Cuando se fueron, subí al coche y volví a Portland para ir al gimnasio del Bay Club en One City Center. Colocar tejas había sido ya todo un ejercicio, pero me proponía reducir los cúmulos de grasa que se adherían a mis costados como niños resueltos. Me pasé cuarenta y cinco minutos realizando intensos circuitos periféricos, alternando continuamente ejercicios para piernas y la mitad superior del cuerpo hasta tener el corazón acelerado y la camiseta empapada de sudor. Cuando terminé, me duché y observé los pequeños depósitos de grasa en el espejo para ver si habían disminuido. Tenía casi treinta y cinco años, las canas invadían mi cabello negro, y era ochenta y un kilos de inseguridad en un cuerpo de metro setenta y siete. Necesitaba poner mi vida en marcha… Eso, o una liposucción.
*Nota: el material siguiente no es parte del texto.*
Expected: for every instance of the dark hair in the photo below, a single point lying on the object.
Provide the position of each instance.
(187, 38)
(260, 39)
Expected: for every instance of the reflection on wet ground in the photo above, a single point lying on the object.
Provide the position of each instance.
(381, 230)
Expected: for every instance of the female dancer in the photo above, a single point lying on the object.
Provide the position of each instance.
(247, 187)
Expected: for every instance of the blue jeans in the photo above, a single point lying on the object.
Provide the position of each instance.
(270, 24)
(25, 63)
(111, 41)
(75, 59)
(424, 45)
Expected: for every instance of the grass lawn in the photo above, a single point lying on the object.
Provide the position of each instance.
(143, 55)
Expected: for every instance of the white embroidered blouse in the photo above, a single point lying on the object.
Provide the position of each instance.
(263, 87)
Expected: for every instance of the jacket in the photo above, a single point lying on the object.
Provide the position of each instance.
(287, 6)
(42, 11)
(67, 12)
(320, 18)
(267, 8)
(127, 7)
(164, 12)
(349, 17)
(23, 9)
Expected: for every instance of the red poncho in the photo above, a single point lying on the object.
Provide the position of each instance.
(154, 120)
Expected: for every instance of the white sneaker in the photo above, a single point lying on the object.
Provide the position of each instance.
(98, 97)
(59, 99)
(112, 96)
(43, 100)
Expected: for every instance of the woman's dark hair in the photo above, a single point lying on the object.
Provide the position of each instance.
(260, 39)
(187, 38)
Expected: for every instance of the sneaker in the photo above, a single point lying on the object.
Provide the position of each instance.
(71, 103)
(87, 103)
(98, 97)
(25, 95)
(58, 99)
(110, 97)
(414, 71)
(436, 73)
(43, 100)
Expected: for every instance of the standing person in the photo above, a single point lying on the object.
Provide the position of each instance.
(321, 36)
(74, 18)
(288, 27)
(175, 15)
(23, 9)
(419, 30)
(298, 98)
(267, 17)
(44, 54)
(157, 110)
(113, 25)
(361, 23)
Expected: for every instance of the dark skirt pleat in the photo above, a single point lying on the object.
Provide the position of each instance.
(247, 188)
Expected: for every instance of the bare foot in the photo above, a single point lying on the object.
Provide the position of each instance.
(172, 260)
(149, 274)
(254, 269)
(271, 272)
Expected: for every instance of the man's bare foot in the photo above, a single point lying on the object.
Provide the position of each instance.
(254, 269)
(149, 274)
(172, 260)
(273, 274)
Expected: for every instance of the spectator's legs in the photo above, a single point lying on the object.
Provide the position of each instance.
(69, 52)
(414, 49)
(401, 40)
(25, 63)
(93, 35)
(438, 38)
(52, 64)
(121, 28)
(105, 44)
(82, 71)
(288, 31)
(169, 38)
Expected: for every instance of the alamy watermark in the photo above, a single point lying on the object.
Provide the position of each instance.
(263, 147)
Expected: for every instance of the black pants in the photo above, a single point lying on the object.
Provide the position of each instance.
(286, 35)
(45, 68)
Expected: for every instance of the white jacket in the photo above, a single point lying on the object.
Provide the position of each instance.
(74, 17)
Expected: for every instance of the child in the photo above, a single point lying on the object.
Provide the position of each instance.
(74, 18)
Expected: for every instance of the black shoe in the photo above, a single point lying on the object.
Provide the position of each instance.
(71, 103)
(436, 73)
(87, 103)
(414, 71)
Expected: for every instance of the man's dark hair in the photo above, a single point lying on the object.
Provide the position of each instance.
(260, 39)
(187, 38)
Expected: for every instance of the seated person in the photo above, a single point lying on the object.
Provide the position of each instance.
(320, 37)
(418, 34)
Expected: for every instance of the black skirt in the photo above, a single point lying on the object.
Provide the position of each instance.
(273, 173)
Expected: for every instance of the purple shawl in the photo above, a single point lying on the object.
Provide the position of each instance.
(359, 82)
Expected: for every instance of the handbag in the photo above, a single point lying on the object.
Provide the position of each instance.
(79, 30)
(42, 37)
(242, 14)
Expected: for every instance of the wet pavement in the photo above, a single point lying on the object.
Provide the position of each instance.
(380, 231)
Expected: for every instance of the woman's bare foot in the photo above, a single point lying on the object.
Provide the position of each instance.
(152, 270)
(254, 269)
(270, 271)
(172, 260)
Cuando salí del Bay Club, las luces navideñas brillaban en los árboles del Puerto Antiguo, que, vistos desde esa distancia, parecían arder. Fui a pie hasta Exchange para recoger unos libros en Alien Scott's y luego seguí hasta el Java Joe's para tomar un café largo y leer los periódicos. Hojeé el Village Voice y averigüé las últimas opiniones de Dan Savage sobre el sexo con huevos o los juegos urinarios. Esa semana Dan hablaba con un tipo que afirmaba no ser homosexual; sencillamente le gustaba el sexo con hombres. Al parecer, Dan Savage no entendía la diferencia. La verdad es que yo tampoco. Intenté imaginar qué le habría dicho Ángel a aquel tipo y supuse que ni siquiera el Voice se atrevería a publicar sus palabras.
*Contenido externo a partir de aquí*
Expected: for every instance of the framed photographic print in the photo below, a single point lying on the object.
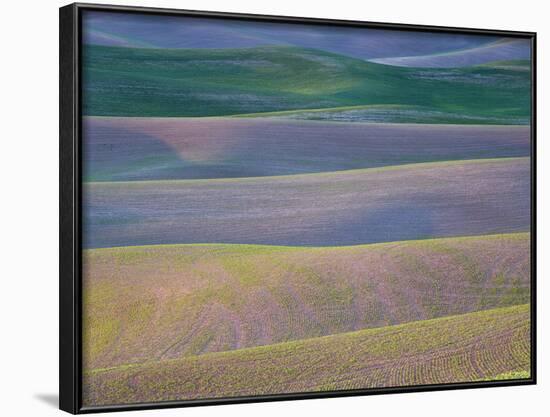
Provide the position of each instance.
(259, 208)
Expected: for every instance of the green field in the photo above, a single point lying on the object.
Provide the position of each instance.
(216, 82)
(493, 344)
(168, 301)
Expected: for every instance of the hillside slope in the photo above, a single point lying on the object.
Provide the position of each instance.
(482, 345)
(324, 209)
(503, 49)
(215, 82)
(160, 302)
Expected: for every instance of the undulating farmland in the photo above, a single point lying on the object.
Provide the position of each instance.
(469, 347)
(159, 302)
(324, 209)
(121, 149)
(281, 208)
(501, 50)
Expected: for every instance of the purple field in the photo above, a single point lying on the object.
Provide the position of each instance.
(119, 149)
(166, 302)
(486, 345)
(325, 209)
(273, 208)
(501, 50)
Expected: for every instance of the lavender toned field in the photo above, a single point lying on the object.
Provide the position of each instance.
(163, 302)
(119, 149)
(278, 208)
(501, 50)
(324, 209)
(492, 344)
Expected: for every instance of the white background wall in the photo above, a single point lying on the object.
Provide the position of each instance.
(29, 208)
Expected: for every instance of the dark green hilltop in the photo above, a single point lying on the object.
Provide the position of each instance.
(226, 82)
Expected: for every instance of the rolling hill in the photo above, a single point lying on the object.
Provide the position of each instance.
(121, 149)
(134, 30)
(149, 82)
(163, 302)
(324, 209)
(500, 50)
(492, 344)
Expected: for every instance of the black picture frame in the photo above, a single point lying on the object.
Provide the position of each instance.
(70, 237)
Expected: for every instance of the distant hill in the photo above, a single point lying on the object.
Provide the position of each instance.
(130, 148)
(161, 31)
(214, 82)
(487, 345)
(504, 49)
(165, 302)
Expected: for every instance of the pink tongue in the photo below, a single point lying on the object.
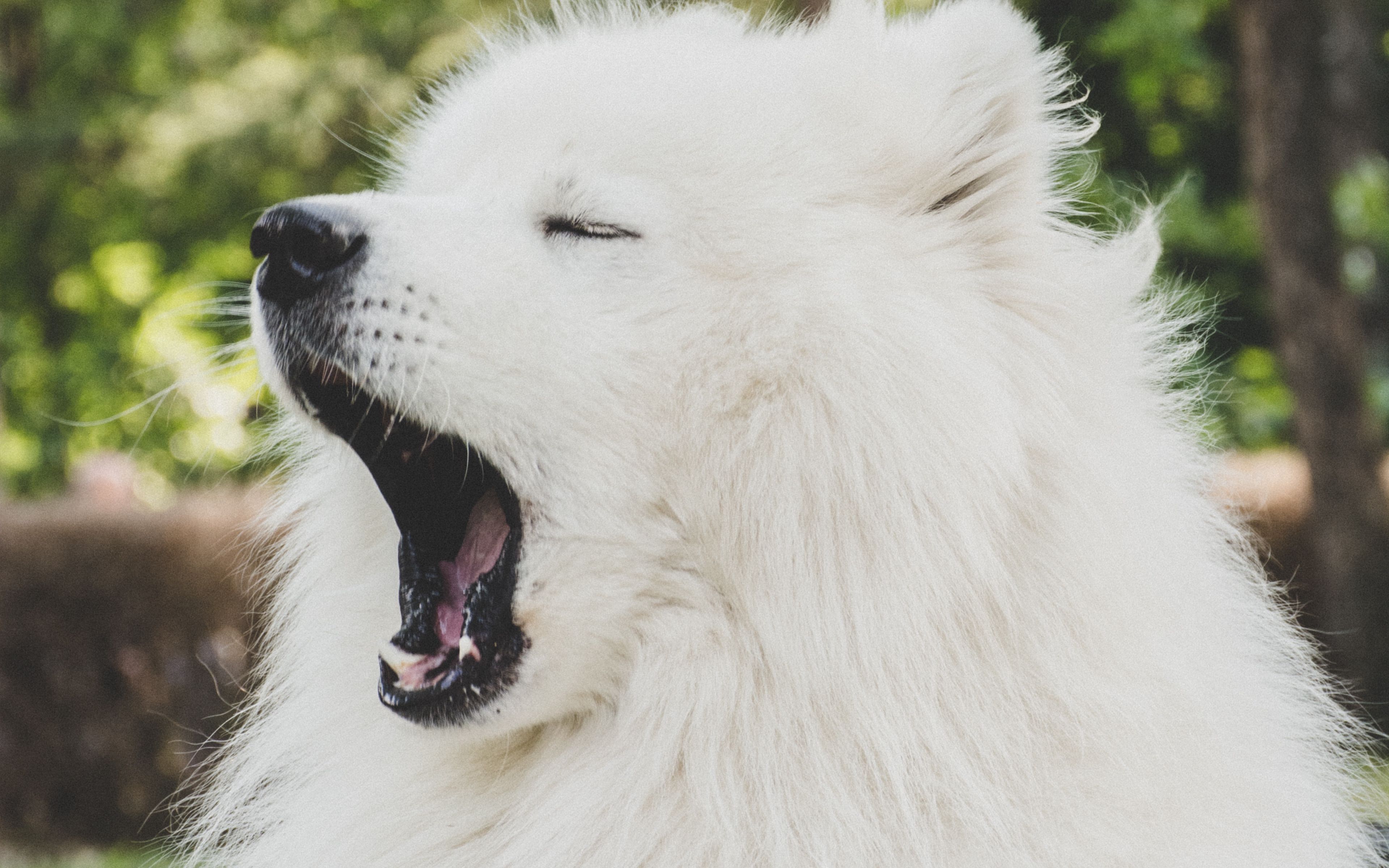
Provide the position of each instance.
(478, 553)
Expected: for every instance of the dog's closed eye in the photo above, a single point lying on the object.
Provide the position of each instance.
(575, 227)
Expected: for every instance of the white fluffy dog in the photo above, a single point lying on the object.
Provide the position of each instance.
(737, 461)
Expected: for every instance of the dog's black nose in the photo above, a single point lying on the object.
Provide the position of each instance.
(307, 248)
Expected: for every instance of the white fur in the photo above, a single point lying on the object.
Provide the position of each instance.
(862, 527)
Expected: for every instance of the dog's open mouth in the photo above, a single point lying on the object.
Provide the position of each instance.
(460, 537)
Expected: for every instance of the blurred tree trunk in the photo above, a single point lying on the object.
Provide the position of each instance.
(1287, 114)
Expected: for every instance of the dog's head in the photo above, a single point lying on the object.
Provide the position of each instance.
(605, 260)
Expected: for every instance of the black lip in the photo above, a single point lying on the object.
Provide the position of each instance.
(430, 481)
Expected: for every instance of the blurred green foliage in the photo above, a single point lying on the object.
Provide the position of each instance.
(141, 138)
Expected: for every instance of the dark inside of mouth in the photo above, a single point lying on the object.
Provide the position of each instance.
(459, 538)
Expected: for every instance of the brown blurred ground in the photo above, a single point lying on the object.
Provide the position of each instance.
(123, 638)
(1273, 491)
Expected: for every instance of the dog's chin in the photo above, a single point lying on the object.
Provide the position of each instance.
(459, 646)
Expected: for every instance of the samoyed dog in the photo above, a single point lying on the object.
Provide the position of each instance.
(717, 451)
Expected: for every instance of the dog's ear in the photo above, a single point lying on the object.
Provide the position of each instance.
(991, 124)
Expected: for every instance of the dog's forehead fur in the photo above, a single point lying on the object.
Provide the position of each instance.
(849, 110)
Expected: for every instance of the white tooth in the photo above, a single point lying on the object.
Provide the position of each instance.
(399, 659)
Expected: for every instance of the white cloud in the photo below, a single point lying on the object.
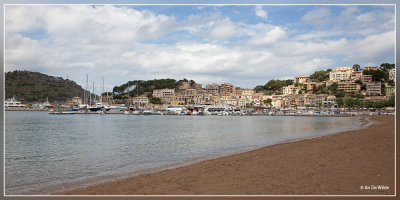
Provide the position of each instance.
(260, 12)
(318, 17)
(222, 29)
(112, 41)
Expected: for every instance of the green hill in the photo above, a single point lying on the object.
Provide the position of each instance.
(29, 87)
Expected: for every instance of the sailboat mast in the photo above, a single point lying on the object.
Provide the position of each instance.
(102, 92)
(94, 97)
(87, 89)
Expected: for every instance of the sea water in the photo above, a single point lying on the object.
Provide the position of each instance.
(48, 153)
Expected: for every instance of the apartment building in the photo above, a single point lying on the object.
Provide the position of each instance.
(212, 88)
(366, 78)
(164, 93)
(374, 88)
(227, 89)
(356, 75)
(310, 85)
(341, 73)
(142, 100)
(301, 79)
(348, 86)
(290, 89)
(370, 68)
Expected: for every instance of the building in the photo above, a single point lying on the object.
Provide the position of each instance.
(212, 88)
(356, 75)
(140, 100)
(227, 89)
(290, 89)
(374, 98)
(366, 78)
(310, 85)
(349, 86)
(163, 93)
(374, 88)
(390, 90)
(341, 73)
(76, 100)
(247, 92)
(370, 68)
(13, 103)
(302, 79)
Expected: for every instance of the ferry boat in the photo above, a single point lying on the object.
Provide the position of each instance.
(175, 109)
(13, 103)
(96, 108)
Había empezado a llover. El agua de la lluvia dejaba marcas en la ventana como cortes en el cristal, y caía sobre los jóvenes que iban a los bares del Puerto Antiguo. Contemplé la lluvia un rato y luego volví a concentrarme en el Voice. Mientras leía, percibí el movimiento de una silueta que se acercaba hacia mí y un olor apestoso. Un hormigueo de inquietud me recorrió la piel.